Write the ratio of radius to the diameter of a circle.
A. $\dfrac{1}{2}$
B. $\dfrac{1}{3}$
C. $\dfrac{{22}}{7}$
D. None of these.

Answer 1

Hint: The problem is to find the ratio of the radius to the diameter of a circle. To solve this, first of all, there should be a proper concept of radius and diameter and the knowledge of the relation between the radius and diameter of a circle. The radius of a circle is defined as the straight line starting from the centre of a circle to its perimeter. And the diameter of a circle is the line segment from one end of a centre from the other through its centre.

Complete step by step answer:
Basically, the length of the radius of a circle is the half of diameter of any circle. In other words, diameter is twice the length of radius of a circle.

Let us assume, $r$ be the radius of a circle and $d$ be the diameter of the same circle.

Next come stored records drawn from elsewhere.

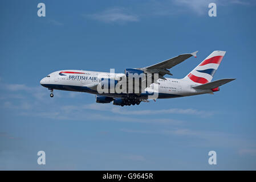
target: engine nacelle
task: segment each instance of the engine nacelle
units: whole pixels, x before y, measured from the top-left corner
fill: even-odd
[[[97,103],[110,103],[114,99],[112,97],[106,97],[103,96],[96,96],[96,102]]]
[[[138,74],[138,75],[140,75],[141,73],[143,73],[144,72],[137,69],[133,69],[133,68],[127,68],[124,70],[124,73],[125,74],[125,76],[127,77],[129,77],[129,74]]]
[[[123,106],[124,105],[124,101],[121,98],[115,98],[115,100],[113,101],[113,104],[117,106]]]

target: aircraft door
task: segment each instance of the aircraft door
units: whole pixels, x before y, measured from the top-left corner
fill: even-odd
[[[182,86],[180,81],[178,84],[178,92],[181,92],[182,91]]]
[[[59,82],[59,77],[58,76],[55,76],[55,78],[54,81],[55,81],[55,82]]]

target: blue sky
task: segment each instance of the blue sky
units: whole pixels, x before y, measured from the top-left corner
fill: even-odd
[[[217,16],[208,16],[209,2]],[[46,16],[37,16],[44,2]],[[253,1],[1,1],[1,169],[256,169]],[[55,71],[141,68],[226,51],[205,94],[121,107],[39,84]],[[37,164],[37,152],[46,165]],[[217,165],[208,164],[214,150]]]

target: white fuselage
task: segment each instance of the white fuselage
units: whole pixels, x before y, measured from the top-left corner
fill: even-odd
[[[101,78],[114,79],[115,77],[125,76],[124,73],[110,73],[79,70],[63,70],[53,72],[43,78],[40,83],[49,89],[58,89],[68,91],[84,92],[95,94],[122,98],[127,94],[122,93],[99,93],[92,90],[88,85],[100,83]],[[192,86],[200,85],[184,79],[166,78],[166,80],[159,79],[157,89],[156,84],[152,84],[145,91],[157,92],[157,98],[167,98],[183,96],[189,96],[204,93],[212,93],[211,90],[198,90]],[[155,86],[154,86],[155,85]],[[141,94],[139,97],[148,98],[147,94]]]

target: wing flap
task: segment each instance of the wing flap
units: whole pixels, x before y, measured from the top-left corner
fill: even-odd
[[[180,55],[178,56],[169,59],[162,62],[154,64],[153,65],[144,68],[146,69],[170,69],[178,64],[183,62],[186,59],[191,56],[196,57],[196,53],[198,51],[196,51],[191,53],[185,53]]]
[[[235,78],[225,78],[221,79],[217,81],[214,81],[213,82],[210,82],[207,84],[202,84],[198,86],[193,86],[193,88],[196,89],[212,89],[224,84],[228,83],[231,81],[235,80]]]

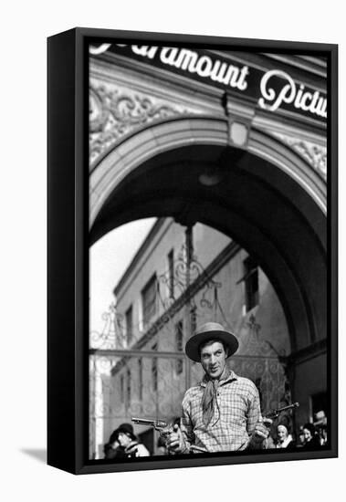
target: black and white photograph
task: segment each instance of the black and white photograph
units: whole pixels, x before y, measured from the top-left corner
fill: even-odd
[[[333,456],[330,55],[144,38],[89,38],[89,460]]]

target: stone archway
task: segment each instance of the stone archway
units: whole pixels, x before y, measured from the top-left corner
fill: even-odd
[[[241,150],[227,134],[225,119],[194,116],[124,137],[91,166],[91,242],[149,216],[229,235],[257,258],[281,301],[299,400],[299,382],[316,361],[326,386],[326,183],[277,139],[252,129]],[[205,170],[217,170],[220,183],[202,184]]]

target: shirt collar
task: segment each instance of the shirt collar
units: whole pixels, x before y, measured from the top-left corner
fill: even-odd
[[[220,385],[225,385],[225,383],[228,383],[229,382],[233,382],[234,380],[237,380],[237,378],[238,377],[236,376],[235,371],[233,370],[230,370],[228,378],[226,378],[225,380],[222,380],[220,382]],[[206,382],[207,382],[207,380],[206,380],[205,375],[204,375],[203,377],[202,381],[199,382],[199,385],[201,387],[205,387]]]

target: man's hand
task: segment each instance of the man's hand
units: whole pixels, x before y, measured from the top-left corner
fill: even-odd
[[[167,438],[167,449],[174,454],[181,454],[185,449],[183,433],[178,424],[175,424],[173,432]]]
[[[263,442],[267,439],[270,433],[270,425],[273,421],[270,418],[258,420],[255,425],[253,434],[251,436],[250,444],[253,448],[261,448]]]

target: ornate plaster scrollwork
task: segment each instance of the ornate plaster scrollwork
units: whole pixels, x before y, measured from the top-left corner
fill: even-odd
[[[327,148],[292,136],[275,136],[303,157],[325,180],[327,179]]]
[[[119,138],[155,119],[185,113],[182,107],[159,101],[129,89],[108,89],[104,85],[89,89],[90,162]]]

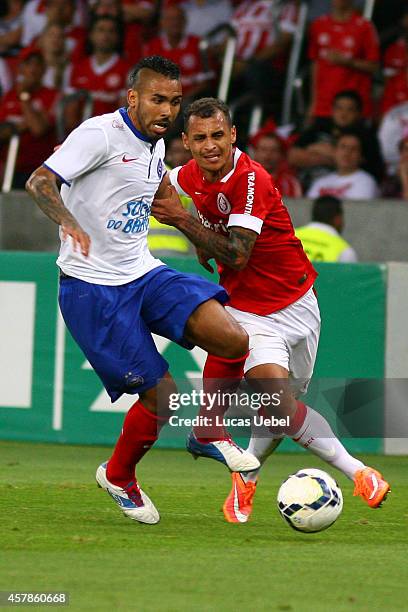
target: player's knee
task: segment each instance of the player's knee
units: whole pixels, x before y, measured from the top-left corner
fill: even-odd
[[[231,323],[224,330],[224,343],[219,357],[238,359],[248,352],[248,334],[237,323]]]

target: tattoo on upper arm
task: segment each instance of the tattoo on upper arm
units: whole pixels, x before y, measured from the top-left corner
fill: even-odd
[[[36,170],[27,182],[27,191],[47,217],[55,223],[61,225],[67,221],[74,221],[61,199],[55,175],[49,170],[45,168]]]
[[[183,220],[179,229],[199,249],[234,269],[246,266],[258,237],[256,232],[243,227],[232,227],[228,236],[219,234],[193,217]]]

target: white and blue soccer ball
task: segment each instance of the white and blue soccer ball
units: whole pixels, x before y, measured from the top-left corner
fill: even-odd
[[[333,525],[343,509],[343,495],[329,474],[305,468],[282,483],[278,508],[293,529],[312,533]]]

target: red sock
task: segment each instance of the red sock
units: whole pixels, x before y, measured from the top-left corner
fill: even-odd
[[[199,442],[208,444],[214,440],[229,438],[225,427],[222,425],[224,413],[229,406],[222,402],[222,394],[236,391],[244,375],[246,358],[247,355],[238,359],[223,359],[222,357],[208,355],[203,370],[203,390],[205,393],[214,396],[219,394],[221,401],[215,402],[210,410],[207,410],[207,404],[200,407],[198,415],[203,418],[206,417],[210,424],[194,428],[194,434]]]
[[[284,434],[291,438],[296,433],[298,433],[299,429],[302,427],[303,423],[305,422],[306,413],[307,413],[307,408],[305,404],[303,402],[299,402],[299,400],[296,400],[296,412],[293,415],[293,417],[290,419],[289,427],[277,426],[277,427],[270,427],[269,429],[274,434]],[[264,419],[271,418],[271,415],[265,410],[265,408],[260,408],[258,410],[258,414],[262,416]]]
[[[123,422],[106,476],[113,484],[124,487],[135,480],[135,466],[156,442],[167,419],[147,410],[140,400],[135,402]]]

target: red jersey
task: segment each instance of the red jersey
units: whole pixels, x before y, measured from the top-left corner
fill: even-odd
[[[408,44],[404,37],[386,48],[383,59],[384,74],[392,77],[408,68]]]
[[[112,113],[126,91],[128,71],[127,62],[116,53],[102,65],[98,65],[91,55],[73,64],[67,93],[86,89],[92,94],[93,115]]]
[[[313,115],[329,117],[334,96],[344,89],[355,89],[363,100],[363,114],[372,114],[371,76],[361,70],[329,62],[329,50],[340,51],[350,59],[378,62],[378,36],[370,21],[354,13],[348,21],[335,21],[331,15],[316,19],[310,30],[309,57],[316,62],[316,106]]]
[[[408,101],[408,69],[388,79],[381,101],[381,113],[384,115],[394,106]]]
[[[302,186],[296,176],[288,169],[280,169],[273,178],[275,187],[283,197],[301,198]]]
[[[49,131],[43,136],[34,136],[27,129],[20,133],[20,146],[18,150],[17,172],[32,172],[42,164],[52,153],[56,144],[55,135],[55,106],[59,98],[59,91],[40,87],[31,93],[31,104],[37,111],[43,111],[50,123]],[[16,89],[9,91],[3,98],[0,106],[0,122],[10,121],[19,125],[23,121],[21,102]],[[5,158],[7,146],[2,149]]]
[[[243,270],[218,263],[231,306],[267,315],[310,289],[316,271],[295,236],[279,191],[260,164],[235,149],[234,168],[216,183],[204,179],[195,160],[172,170],[170,178],[193,199],[204,227],[224,235],[233,226],[259,234]]]
[[[200,39],[185,36],[177,47],[171,47],[167,36],[156,36],[144,47],[144,56],[162,55],[180,66],[183,95],[188,96],[193,87],[210,79],[213,75],[204,71],[201,61]]]

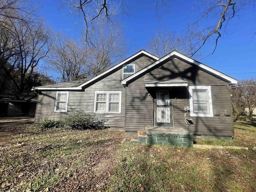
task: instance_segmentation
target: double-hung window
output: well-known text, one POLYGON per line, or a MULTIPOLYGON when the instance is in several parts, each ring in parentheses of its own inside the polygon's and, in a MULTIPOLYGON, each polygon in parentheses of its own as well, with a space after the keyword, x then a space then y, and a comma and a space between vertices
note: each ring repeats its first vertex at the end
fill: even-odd
POLYGON ((121 112, 121 91, 96 91, 94 112, 121 112))
POLYGON ((123 67, 123 79, 130 76, 135 72, 135 65, 124 65, 123 67))
POLYGON ((190 116, 212 117, 210 86, 190 86, 190 116))
POLYGON ((68 91, 56 92, 54 111, 66 112, 68 109, 68 91))

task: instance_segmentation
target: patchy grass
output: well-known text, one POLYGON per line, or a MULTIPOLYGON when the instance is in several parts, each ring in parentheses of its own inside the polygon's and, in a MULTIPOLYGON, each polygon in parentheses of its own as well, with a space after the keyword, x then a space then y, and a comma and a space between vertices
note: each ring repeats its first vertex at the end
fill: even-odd
POLYGON ((108 191, 255 191, 256 154, 125 143, 108 191))
MULTIPOLYGON (((256 191, 251 149, 132 144, 123 132, 108 130, 15 129, 0 146, 1 191, 256 191)), ((255 140, 253 131, 235 131, 244 145, 247 136, 255 140)))
POLYGON ((0 190, 97 191, 105 185, 124 135, 17 127, 12 141, 0 147, 0 190))
POLYGON ((256 146, 256 122, 234 122, 235 135, 231 140, 196 139, 196 144, 222 146, 240 146, 251 149, 256 146))

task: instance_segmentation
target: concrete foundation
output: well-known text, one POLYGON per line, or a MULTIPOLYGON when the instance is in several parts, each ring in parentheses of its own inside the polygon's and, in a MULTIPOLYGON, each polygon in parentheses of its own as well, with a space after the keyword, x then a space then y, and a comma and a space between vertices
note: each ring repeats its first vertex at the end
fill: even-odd
POLYGON ((150 145, 193 147, 193 134, 186 129, 166 127, 146 127, 146 135, 138 132, 137 140, 132 142, 150 145))

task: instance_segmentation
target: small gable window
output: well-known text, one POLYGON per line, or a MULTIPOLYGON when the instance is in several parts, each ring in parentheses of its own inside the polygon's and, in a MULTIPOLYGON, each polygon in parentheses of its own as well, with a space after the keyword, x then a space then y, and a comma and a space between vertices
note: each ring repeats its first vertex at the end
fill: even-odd
POLYGON ((94 112, 121 112, 121 91, 96 91, 94 112))
POLYGON ((190 86, 190 116, 212 117, 210 86, 190 86))
POLYGON ((68 91, 56 92, 54 111, 66 112, 68 109, 68 91))
POLYGON ((123 79, 130 76, 135 72, 135 65, 124 65, 123 67, 123 79))

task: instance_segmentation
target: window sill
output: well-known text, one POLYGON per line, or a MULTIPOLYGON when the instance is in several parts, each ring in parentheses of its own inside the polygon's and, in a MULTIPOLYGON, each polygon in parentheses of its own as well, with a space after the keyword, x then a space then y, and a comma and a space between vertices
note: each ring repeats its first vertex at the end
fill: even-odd
POLYGON ((212 114, 192 114, 190 113, 190 117, 213 117, 212 114))
POLYGON ((121 113, 121 112, 97 112, 97 111, 94 111, 94 113, 95 113, 97 114, 118 114, 119 113, 121 113))

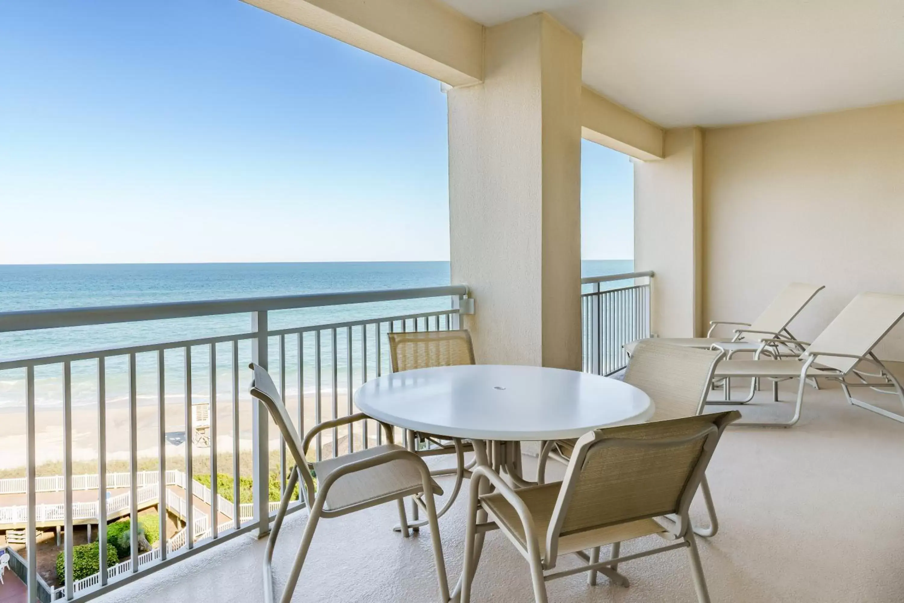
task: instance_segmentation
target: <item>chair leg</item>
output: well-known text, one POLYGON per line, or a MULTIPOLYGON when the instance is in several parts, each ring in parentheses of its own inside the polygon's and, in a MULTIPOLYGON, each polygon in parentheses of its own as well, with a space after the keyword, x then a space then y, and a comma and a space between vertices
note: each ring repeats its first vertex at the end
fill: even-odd
POLYGON ((531 581, 533 583, 533 599, 536 603, 547 603, 546 580, 543 579, 543 564, 540 561, 540 547, 531 540, 527 545, 527 554, 531 563, 531 581))
POLYGON ((480 482, 480 477, 476 477, 471 481, 467 515, 465 518, 465 557, 461 568, 461 603, 470 603, 471 601, 471 583, 477 570, 474 549, 477 535, 477 495, 480 482))
POLYGON ((437 518, 437 505, 433 500, 430 484, 425 484, 424 503, 427 505, 427 520, 430 525, 430 540, 433 543, 433 559, 437 566, 437 579, 439 582, 439 603, 449 600, 448 577, 446 575, 446 561, 443 559, 443 543, 439 539, 439 521, 437 518))
POLYGON ((408 538, 411 535, 411 532, 408 529, 408 517, 405 515, 405 501, 400 498, 396 502, 399 504, 399 531, 401 532, 402 536, 408 538))
POLYGON ((551 439, 540 443, 540 457, 537 457, 537 484, 546 482, 546 461, 550 458, 550 452, 552 451, 553 445, 555 445, 555 440, 551 439))
POLYGON ((700 489, 703 494, 703 502, 706 504, 706 513, 710 515, 709 528, 694 528, 693 533, 702 538, 712 538, 719 532, 719 518, 716 517, 716 506, 712 504, 712 495, 710 493, 710 484, 706 481, 706 475, 700 482, 700 489))
POLYGON ((684 536, 687 541, 688 555, 691 557, 691 573, 693 575, 693 588, 697 591, 697 600, 700 603, 710 603, 710 592, 706 589, 706 577, 703 576, 703 566, 700 562, 700 551, 697 551, 697 541, 692 532, 684 536))
POLYGON ((267 549, 264 551, 264 601, 266 603, 273 603, 273 549, 276 547, 277 538, 279 536, 279 530, 282 528, 283 518, 286 516, 286 510, 288 508, 289 500, 292 498, 292 491, 295 490, 295 485, 297 481, 298 471, 295 470, 288 477, 288 484, 287 484, 282 500, 279 501, 279 509, 277 511, 276 519, 273 521, 270 535, 267 538, 267 549))
POLYGON ((286 580, 283 596, 279 598, 280 603, 289 603, 292 600, 296 584, 298 582, 298 576, 301 574, 301 568, 305 565, 305 558, 307 557, 307 550, 311 546, 314 531, 317 528, 317 522, 320 521, 320 513, 323 509, 324 499, 318 496, 314 504, 314 508, 311 509, 311 513, 307 516, 307 525, 305 526, 305 533, 301 537, 301 545, 298 546, 298 552, 296 553, 295 561, 292 563, 292 570, 288 574, 288 579, 286 580))
MULTIPOLYGON (((590 550, 590 565, 599 562, 599 547, 593 547, 590 550)), ((590 570, 590 573, 587 577, 587 583, 590 586, 597 586, 597 570, 590 570)))

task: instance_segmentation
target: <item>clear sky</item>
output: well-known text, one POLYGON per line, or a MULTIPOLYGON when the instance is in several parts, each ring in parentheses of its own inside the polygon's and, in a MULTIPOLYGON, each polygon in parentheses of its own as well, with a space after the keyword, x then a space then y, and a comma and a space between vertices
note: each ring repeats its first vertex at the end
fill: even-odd
MULTIPOLYGON (((0 263, 448 259, 430 78, 237 0, 0 3, 0 263)), ((632 169, 584 142, 583 257, 632 169)))

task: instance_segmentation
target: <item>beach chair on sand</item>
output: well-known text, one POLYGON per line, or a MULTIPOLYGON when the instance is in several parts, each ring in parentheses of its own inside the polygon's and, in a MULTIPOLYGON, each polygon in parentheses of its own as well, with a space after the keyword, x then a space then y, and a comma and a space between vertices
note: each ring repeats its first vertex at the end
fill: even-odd
MULTIPOLYGON (((729 358, 735 352, 757 352, 764 339, 796 341, 796 337, 788 331, 788 325, 824 288, 825 288, 824 285, 791 283, 772 300, 772 303, 752 323, 712 320, 710 321, 710 330, 705 337, 657 337, 655 339, 664 344, 685 347, 706 348, 719 344, 720 347, 725 350, 729 358), (712 333, 720 325, 730 325, 739 328, 734 330, 732 337, 713 337, 712 333)), ((639 339, 625 344, 625 351, 627 352, 628 355, 634 353, 638 341, 644 340, 639 339)), ((789 344, 789 345, 795 351, 795 355, 804 351, 796 344, 789 344)), ((780 354, 782 352, 777 348, 784 348, 785 346, 773 344, 770 347, 774 350, 774 353, 780 354)))
MULTIPOLYGON (((799 378, 797 400, 794 416, 785 422, 753 423, 739 421, 737 426, 791 427, 800 419, 801 404, 807 378, 832 379, 841 383, 848 402, 904 422, 904 416, 859 400, 851 394, 851 388, 868 387, 882 393, 897 394, 904 404, 904 391, 898 379, 872 353, 872 349, 904 316, 904 295, 861 293, 842 310, 834 320, 813 340, 806 342, 785 340, 785 343, 805 347, 795 360, 725 360, 716 366, 714 378, 749 377, 787 379, 799 378), (873 368, 870 368, 873 367, 873 368)), ((774 343, 764 339, 761 349, 774 343)), ((751 388, 754 385, 751 383, 751 388)), ((777 401, 777 390, 774 389, 777 401)), ((726 388, 726 398, 728 398, 726 388)), ((742 404, 730 400, 708 400, 708 404, 742 404)))

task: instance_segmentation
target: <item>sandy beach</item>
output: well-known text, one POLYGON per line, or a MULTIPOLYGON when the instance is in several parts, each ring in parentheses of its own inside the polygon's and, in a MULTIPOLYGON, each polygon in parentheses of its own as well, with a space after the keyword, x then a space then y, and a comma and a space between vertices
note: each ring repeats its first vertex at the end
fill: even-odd
MULTIPOLYGON (((326 394, 327 392, 325 392, 326 394)), ((289 414, 298 416, 297 400, 288 403, 289 414)), ((337 399, 338 416, 348 414, 344 395, 337 399)), ((322 419, 333 417, 333 400, 325 395, 322 400, 322 419)), ((315 424, 314 397, 306 397, 305 429, 309 430, 315 424)), ((137 407, 137 448, 139 461, 155 463, 157 458, 159 422, 156 405, 137 407)), ((63 413, 61 410, 39 409, 35 412, 36 447, 35 456, 39 467, 59 464, 63 457, 63 413)), ((248 400, 239 402, 239 447, 242 452, 251 450, 251 402, 248 400)), ((369 438, 376 437, 376 423, 371 422, 369 438)), ((355 426, 355 448, 361 445, 360 423, 355 426)), ((165 454, 167 465, 184 459, 184 445, 182 443, 185 431, 185 407, 184 403, 171 402, 165 405, 165 427, 167 434, 165 454)), ((339 430, 339 447, 347 446, 347 430, 339 430)), ((270 449, 279 449, 279 432, 270 421, 270 449)), ((217 406, 217 448, 220 463, 224 455, 231 456, 233 441, 231 401, 221 400, 217 406)), ((332 454, 332 434, 325 431, 322 438, 325 454, 332 454)), ((107 458, 108 462, 127 461, 129 450, 128 408, 125 404, 108 404, 107 409, 107 458)), ((193 447, 195 463, 210 458, 211 448, 193 447)), ((311 454, 313 455, 313 447, 311 454)), ((244 457, 246 455, 242 455, 244 457)), ((97 407, 76 407, 72 411, 72 460, 78 465, 96 463, 98 458, 98 412, 97 407)), ((0 471, 5 476, 12 476, 14 470, 22 468, 24 476, 26 464, 25 413, 23 408, 0 410, 0 471), (6 475, 9 474, 9 475, 6 475)), ((206 462, 204 463, 206 465, 206 462)), ((243 463, 242 465, 245 465, 243 463)), ((80 467, 81 468, 81 467, 80 467)), ((231 473, 231 465, 222 467, 231 473)), ((76 470, 76 473, 79 471, 76 470)), ((59 471, 61 473, 61 469, 59 471)), ((244 470, 242 471, 244 473, 244 470)))

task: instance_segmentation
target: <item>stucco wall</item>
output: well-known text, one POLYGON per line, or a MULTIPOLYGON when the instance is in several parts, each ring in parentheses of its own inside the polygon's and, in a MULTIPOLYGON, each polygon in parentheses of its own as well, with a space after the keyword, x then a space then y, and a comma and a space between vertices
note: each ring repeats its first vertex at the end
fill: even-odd
MULTIPOLYGON (((810 341, 857 293, 904 294, 904 104, 709 129, 703 148, 706 320, 823 284, 792 325, 810 341)), ((878 352, 904 360, 904 326, 878 352)))

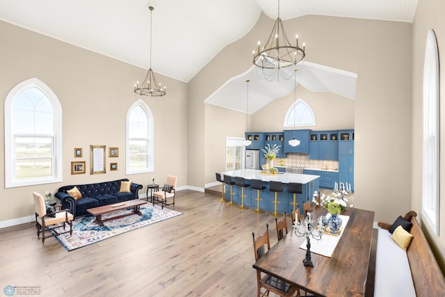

Then, clearly $d = 2r$. Now to find the ratio of radius to diameter, the required value of the ratio will be found by evaluating $\text{radius : diameter}$.
Hence the ratio= $\dfrac{\text{radius}}{\text{diameter}} = \dfrac{r}{d}$ … … …(i)
But $d = 2r$.
Putting the value of $d$ in (i)
$\text{ratio} = \dfrac{\text{radius}}{\text{diameter}} \\
\Rightarrow \text{ratio} = \dfrac{r}{d} \\
\Rightarrow \text{ratio} = \dfrac{r}{{2r}} \\
\therefore \text{ratio} = \dfrac{1}{2}$..............[cancelling $r$ from both numerator and denominator as $r \ne 0$].
Therefore, the required ratio of radius and diameter of a circle is $\dfrac{1}{2}$.

Hence option Ais correct.

Note: A circle is a bounded, curved shape, which is two-dimensional and all the points on it are equidistant to a particular point named as the centre. Another definition of a circle is the locus of a point in a plane, moving around such that the distance of each point from the particular fixed point is exactly the same. Other notable facts, radius and diameter of a circle are always unique and diameter will always be greater than the length of radius.